Single spikes drive sequential propagation and routing of activity in a cortical network

  1. Juan Luis Riquelme
  2. Mike Hemberger
  3. Gilles Laurent
  4. Julijana Gjorgjieva  Is a corresponding author
  1. Max Planck Institute for Brain Research, Germany
  2. School of Life Sciences, Technical University of Munich, Germany
10 figures, 1 table and 1 additional file

Figures

A biologically inspired model of turtle visual cortex.

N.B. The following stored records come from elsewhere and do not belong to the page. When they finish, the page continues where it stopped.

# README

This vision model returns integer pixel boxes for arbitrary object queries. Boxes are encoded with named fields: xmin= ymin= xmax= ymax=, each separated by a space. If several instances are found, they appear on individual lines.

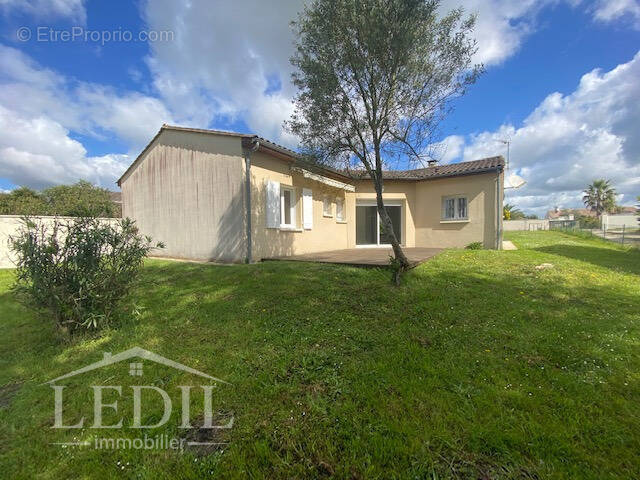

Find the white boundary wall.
xmin=0 ymin=215 xmax=120 ymax=268
xmin=502 ymin=219 xmax=549 ymax=232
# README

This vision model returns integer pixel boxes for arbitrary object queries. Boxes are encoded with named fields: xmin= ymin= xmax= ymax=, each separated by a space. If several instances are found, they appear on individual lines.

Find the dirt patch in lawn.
xmin=0 ymin=383 xmax=22 ymax=408
xmin=182 ymin=412 xmax=233 ymax=455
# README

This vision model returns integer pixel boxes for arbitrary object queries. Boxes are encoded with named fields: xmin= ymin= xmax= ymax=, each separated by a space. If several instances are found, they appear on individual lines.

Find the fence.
xmin=551 ymin=225 xmax=640 ymax=248
xmin=0 ymin=215 xmax=119 ymax=268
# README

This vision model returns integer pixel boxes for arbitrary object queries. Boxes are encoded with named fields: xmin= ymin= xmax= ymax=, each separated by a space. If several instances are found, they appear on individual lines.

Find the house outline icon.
xmin=42 ymin=347 xmax=231 ymax=385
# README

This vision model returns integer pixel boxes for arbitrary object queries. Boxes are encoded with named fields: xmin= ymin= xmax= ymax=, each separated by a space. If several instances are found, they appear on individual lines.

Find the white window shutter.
xmin=302 ymin=188 xmax=313 ymax=230
xmin=266 ymin=180 xmax=280 ymax=228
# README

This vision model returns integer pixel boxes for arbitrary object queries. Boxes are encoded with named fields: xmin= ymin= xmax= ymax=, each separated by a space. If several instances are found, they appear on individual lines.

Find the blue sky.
xmin=0 ymin=0 xmax=640 ymax=214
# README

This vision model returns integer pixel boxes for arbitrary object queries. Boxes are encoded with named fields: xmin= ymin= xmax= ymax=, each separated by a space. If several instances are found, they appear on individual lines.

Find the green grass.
xmin=0 ymin=232 xmax=640 ymax=479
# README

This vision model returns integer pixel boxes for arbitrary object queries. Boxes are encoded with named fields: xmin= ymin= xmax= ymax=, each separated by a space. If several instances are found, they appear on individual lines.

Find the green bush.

(A) Schematic of the network with the size, proportion of E and I populations, and connection probabilities within a disc of 200 μm radius (see C). Mean number of outgoing connections per cell: E-to-E: 750, I-to-I: 110, E-to-I: 190, I-to-E: 2690. Blue triangles: excitatory neurons. Red circles: inhibitory neurons. (B) Top left: example of fit (black) of membrane potential responses to current injection in a recorded neuron (blue). Bottom left and right: distributions of fitted membrane capacitance (Cm) and leak conductance (gL) (n = 3886 traces). Top right: distribution of adaptive indices for 145 recorded neurons. Arrowheads indicate parameters of model neurons (median). (C) Gaussian profiles of distance-dependent connection probabilities for different connection types (top: exc, bottom: inh). The profiles were fitted from the fraction of pairs of patched neurons that showed a connection from all tested pairs. Vertical bars below (data) indicate connected (colored) or disconnected (gray) pairs of neurons for different connection types. (D) Lognormal fit to peak excitatory synaptic conductances. Top: cumulative distribution function (cdf). Bottom: probability density function (pdf). Conductances were estimated from excitatory postsynaptic potential (EPSP) amplitudes experimentally obtained from recorded pairs of connected neurons (gray dots). Inset: example of modeled EPSPs for different synaptic weights (top arrowheads) in an isolated postsynaptic neuron at resting potential. (E) Probability mass function (pmf) of number of strong (top 0.3%) or weak (bottom 90%) excitatory-to-excitatory connections per model neuron. (F) Bootstrap estimate of the probability of an excitatory neuron having at least one strong excitatory-to-excitatory connection. Colored area: 95% confidence interval. Arrowhead: fit with the original dataset in (D). (G) Experimentally measured mean and standard deviation of the membrane potential of 168 patched neurons in ex vivo preparations. Arrowheads indicate medians. (H) Membrane potential of two model neurons (blue: exc; red: inh) under different white noise current parameters. Note the presence of action potentials and EPSPs under a high mean current (μin). (I) Distributions of membrane potential mean and standard deviation for model neurons (blue: exc; red: inh) under the white noise current parameters in (H).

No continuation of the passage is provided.